Dos cuadros en acuarela de Cantabria que he pintado recientemente de dos lugares muy distintos y con diferente ambiente y atmósfera.

Santillana del Mar y el Paseo Marítimo de Santander en dos cuadros con una luz distinta.

Acuarela del embarcadero del Sardinero, Santander

Acuarela del embarcadero del Sardinero, Santander

A menudo pinto cuadros de Cantabria, paisajes y marinas de esta bonita tierra y esta vez el turno le ha tocado a dos lugares muy conocidos. He viajado a menudo por Cantabria y estos dos lugares son muy especiales para mí y guardo muy buenos recuerdos de ambos.
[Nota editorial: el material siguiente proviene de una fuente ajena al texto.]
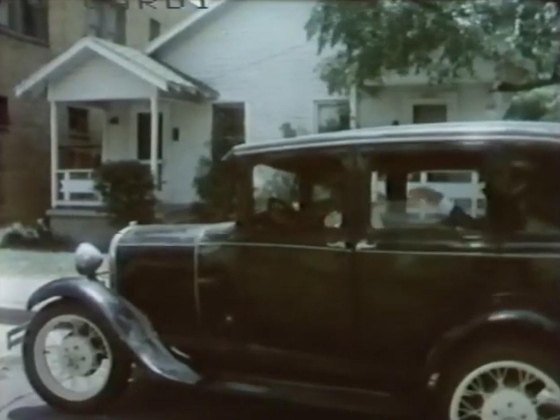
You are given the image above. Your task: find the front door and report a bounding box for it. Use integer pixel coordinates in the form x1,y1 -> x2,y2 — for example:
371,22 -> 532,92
136,112 -> 163,190
196,153 -> 355,382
En primer lugar el embarcadero del Paseo Marítimo de Santander. Este barco de pequeñas dimensiones se utiliza para recorrer la bahía y comunicar varias poblaciones como Somo, Pedreña o Astillero con Santander de un modo rápido y bonito ya que el recorrido merece la pena realizar ya que se obtienen muchas vistas de diferentes puntos de la bahía.

Aunque en este caso he pintado el punto final o de partida, según se mire, en el que el barco permanece junto al embarcadero en un día de niebla.
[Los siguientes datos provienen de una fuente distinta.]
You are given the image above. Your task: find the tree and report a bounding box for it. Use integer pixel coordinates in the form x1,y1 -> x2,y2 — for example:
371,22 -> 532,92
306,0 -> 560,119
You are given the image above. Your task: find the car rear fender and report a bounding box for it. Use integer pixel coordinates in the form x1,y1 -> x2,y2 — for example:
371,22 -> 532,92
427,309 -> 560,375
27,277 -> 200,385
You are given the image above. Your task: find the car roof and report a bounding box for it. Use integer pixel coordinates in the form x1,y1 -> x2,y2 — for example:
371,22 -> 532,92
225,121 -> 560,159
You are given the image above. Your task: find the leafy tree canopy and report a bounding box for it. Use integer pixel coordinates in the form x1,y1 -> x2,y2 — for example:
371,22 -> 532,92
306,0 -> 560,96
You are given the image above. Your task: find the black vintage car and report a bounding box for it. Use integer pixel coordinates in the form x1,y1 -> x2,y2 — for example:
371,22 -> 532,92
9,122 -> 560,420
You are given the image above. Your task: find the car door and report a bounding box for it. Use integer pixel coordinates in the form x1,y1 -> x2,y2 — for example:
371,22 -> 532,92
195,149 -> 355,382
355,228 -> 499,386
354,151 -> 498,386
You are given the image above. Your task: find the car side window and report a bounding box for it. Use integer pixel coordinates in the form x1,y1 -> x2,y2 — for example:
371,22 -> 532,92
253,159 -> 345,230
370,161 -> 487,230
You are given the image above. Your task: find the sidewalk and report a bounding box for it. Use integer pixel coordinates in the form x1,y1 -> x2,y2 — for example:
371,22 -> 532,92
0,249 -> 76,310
La acuarela permite crear este tipo de atmósferas con diferentes capas de pintura y distintos niveles de opacidad. También otras técnicas de pintura lo permiten pero creo que con la acuarela se alcanza transmitir algo muy especial.

Acuarela de Santillana del Mar.

Acuarela de Santillana del Mar.

Por otro lado he pintado la fachada de la Colegiata de Santillana del Mar en la que se aprecia la bonita portada principal. Una construcción de estilo Románico que permanece intacta a lo largo de los siglos.

Lo cierto es que todo en Santillana respira cierto aire de magia y el lugar en el que se ubica este edificio también.

En esta ocasión he utilizado un papel de grano grueso como se puede apreciar sobre todo en el cielo dejando ver su textura y gramaje.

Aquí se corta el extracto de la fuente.